African startup funding generally plummeted in 2016 due to the economic recession, though only in terms of value as the number of deals recorded actually rose to 146, suggesting that more African startups were funded in 2016 than in 2015.
That year, the total amount raised by startups on the continent fell by 30.5 percent to USD 129 Mn. And even though South Africa saw funding for startups fall 14.6 percent to USD 46.8 Mn, the country still led the way in Africa in terms of funding amount and deal count.
In 2017, African startup funding hit USD 201 Mn and, as a recurring theme, South Africa again topped the charts in terms of funding with USD 39.60 Mn infused into its startups. South Africa also bagged the top country title with 74 startups getting funded that year. Nigeria and Kenya settled for the runner-up places as they had done in the years prior.
The year 2018, however, was something of a mixed bag. In WeeTracker’s African Venture Capital Report for 2018, USD 725.6 Mn was invested across 458 deals — a gigantic 300 percent leap in the total funding amount and over 127 percent increase in the number of deals compared to 2017.
While South Africa had to settle for second place on the deal count log, it still occupied the top spot on the funding amount leaderboard. In 2018, South African startups roped in USD 241.1 Mn in 108 deals.

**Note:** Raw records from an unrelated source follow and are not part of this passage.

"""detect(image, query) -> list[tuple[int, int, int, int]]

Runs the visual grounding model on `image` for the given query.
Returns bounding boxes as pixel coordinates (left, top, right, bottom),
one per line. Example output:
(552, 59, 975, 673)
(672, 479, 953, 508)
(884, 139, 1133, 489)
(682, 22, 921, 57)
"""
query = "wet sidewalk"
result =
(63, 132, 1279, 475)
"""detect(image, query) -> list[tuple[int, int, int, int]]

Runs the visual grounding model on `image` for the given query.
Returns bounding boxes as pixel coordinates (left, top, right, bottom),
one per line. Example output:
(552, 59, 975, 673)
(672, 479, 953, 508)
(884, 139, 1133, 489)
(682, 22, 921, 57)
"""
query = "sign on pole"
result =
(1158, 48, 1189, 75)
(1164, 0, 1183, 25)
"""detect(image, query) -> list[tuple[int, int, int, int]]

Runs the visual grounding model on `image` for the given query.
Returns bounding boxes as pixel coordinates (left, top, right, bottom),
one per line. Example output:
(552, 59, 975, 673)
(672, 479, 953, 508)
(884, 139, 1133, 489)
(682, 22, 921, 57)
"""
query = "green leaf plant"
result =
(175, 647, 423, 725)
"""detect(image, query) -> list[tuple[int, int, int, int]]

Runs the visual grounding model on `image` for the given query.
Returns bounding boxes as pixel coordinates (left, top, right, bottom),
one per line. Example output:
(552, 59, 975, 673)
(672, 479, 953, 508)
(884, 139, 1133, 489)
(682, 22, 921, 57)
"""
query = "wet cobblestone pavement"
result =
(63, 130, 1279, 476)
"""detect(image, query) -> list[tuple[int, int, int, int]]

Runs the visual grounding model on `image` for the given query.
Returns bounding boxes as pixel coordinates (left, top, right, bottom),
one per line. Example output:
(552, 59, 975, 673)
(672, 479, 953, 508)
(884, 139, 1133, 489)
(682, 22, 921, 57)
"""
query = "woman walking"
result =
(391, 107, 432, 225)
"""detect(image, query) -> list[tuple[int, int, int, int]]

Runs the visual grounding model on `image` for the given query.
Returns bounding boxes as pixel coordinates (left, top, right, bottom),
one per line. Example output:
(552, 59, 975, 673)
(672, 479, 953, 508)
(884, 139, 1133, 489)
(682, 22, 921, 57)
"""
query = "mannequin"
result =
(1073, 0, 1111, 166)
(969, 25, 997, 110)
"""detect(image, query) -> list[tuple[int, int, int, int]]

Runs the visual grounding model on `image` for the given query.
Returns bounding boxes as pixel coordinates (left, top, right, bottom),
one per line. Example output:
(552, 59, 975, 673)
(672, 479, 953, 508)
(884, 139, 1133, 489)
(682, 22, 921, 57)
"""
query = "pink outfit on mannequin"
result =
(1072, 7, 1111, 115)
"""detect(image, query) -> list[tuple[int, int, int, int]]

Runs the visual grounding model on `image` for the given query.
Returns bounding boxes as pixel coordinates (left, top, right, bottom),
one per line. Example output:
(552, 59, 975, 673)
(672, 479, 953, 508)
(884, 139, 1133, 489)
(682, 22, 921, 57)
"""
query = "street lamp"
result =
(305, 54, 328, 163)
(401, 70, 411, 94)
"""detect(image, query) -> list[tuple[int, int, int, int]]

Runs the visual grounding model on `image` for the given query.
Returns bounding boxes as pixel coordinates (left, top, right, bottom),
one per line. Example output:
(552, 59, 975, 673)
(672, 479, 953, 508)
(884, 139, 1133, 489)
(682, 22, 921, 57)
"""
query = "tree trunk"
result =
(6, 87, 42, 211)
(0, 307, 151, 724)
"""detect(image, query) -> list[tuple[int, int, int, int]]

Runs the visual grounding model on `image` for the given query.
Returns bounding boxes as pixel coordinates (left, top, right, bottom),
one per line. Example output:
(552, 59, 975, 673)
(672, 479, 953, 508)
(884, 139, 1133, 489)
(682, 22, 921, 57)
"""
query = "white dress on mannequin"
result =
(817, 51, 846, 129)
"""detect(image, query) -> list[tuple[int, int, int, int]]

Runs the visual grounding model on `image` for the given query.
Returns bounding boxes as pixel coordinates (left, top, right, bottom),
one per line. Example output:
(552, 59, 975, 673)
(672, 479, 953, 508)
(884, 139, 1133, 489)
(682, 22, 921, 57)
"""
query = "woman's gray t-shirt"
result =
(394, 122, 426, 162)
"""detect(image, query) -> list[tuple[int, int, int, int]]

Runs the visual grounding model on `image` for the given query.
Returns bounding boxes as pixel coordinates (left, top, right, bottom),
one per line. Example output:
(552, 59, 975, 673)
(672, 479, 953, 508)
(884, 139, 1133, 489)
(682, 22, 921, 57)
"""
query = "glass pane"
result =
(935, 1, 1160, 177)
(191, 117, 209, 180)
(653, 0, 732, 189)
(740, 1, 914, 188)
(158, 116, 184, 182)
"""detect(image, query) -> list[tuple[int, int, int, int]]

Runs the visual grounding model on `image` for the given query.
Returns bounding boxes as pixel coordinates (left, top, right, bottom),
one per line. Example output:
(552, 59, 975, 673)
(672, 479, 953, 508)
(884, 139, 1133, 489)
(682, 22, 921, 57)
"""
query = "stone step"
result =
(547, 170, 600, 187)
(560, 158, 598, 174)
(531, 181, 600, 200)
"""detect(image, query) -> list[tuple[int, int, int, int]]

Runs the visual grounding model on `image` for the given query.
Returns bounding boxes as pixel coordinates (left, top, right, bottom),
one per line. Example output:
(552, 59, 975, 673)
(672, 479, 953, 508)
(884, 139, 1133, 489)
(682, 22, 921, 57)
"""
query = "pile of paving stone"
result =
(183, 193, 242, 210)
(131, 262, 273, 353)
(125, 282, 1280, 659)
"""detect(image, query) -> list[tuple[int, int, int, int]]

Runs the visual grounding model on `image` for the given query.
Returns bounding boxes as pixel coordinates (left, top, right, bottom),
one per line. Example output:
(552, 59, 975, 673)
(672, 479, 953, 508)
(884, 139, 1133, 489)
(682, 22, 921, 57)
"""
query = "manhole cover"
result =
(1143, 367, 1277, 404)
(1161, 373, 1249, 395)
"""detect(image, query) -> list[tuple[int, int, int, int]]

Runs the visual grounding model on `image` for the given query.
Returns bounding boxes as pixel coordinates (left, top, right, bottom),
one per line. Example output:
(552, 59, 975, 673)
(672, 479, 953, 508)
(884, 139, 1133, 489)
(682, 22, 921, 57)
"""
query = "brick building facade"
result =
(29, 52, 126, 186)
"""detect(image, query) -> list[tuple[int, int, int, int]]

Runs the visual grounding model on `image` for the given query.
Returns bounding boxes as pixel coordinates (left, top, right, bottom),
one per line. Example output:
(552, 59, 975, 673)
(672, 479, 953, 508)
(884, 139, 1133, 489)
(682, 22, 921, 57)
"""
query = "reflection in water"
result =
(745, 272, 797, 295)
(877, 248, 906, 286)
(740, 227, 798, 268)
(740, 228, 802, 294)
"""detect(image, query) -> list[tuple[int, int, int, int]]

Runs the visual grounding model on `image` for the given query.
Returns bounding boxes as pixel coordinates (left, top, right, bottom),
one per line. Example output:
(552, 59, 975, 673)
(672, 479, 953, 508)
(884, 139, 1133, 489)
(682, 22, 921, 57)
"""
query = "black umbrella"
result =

Nigeria, which recorded the highest number of deals with 136, only drew in USD 133.5 Mn.
So, there you have it — South Africa has always been in the thick of things, which makes it all the more baffling why 2019 (when it recorded USD 67.34 Mn from 96 deals) was such a low for the startup ecosystem in Mzansi. And an unexpected and unprecedented one at that.
The contribution of local investors in the progress of South Africa’s startup ecosystem has been immense. In fact, out of the 96 rounds in South Africa 2019, 53 were led by local South African venture capital (VC) firms. It’s a testament to how active local investors have become in a space that used to run almost exclusively on foreign-sourced capital.
Needless to say, the existence of the Section 12J legislation, as implemented by the government, has been quite instrumental in pushing the needle in terms of locally-sourced investments. So, it’s no surprise that the imminent discontinuation of the incentive has caused concern.
Indeed, a portion of a recent statement by the Southern African Venture Capital and Private Equity Association (SAVCA), laments thus;
“SAVCA is disappointed that the Section 12J VCC sunset clause is not being extended past 30 June 2021, essentially withdrawing the incentive in its entirety rather than amending the incentive to ensure National Treasury’s objectives are met. The Section 12J incentive has been very successful in raising funding from private individuals and corporates to invest in businesses meeting the Section 12J investment criteria as set out in the Income Tax Act.”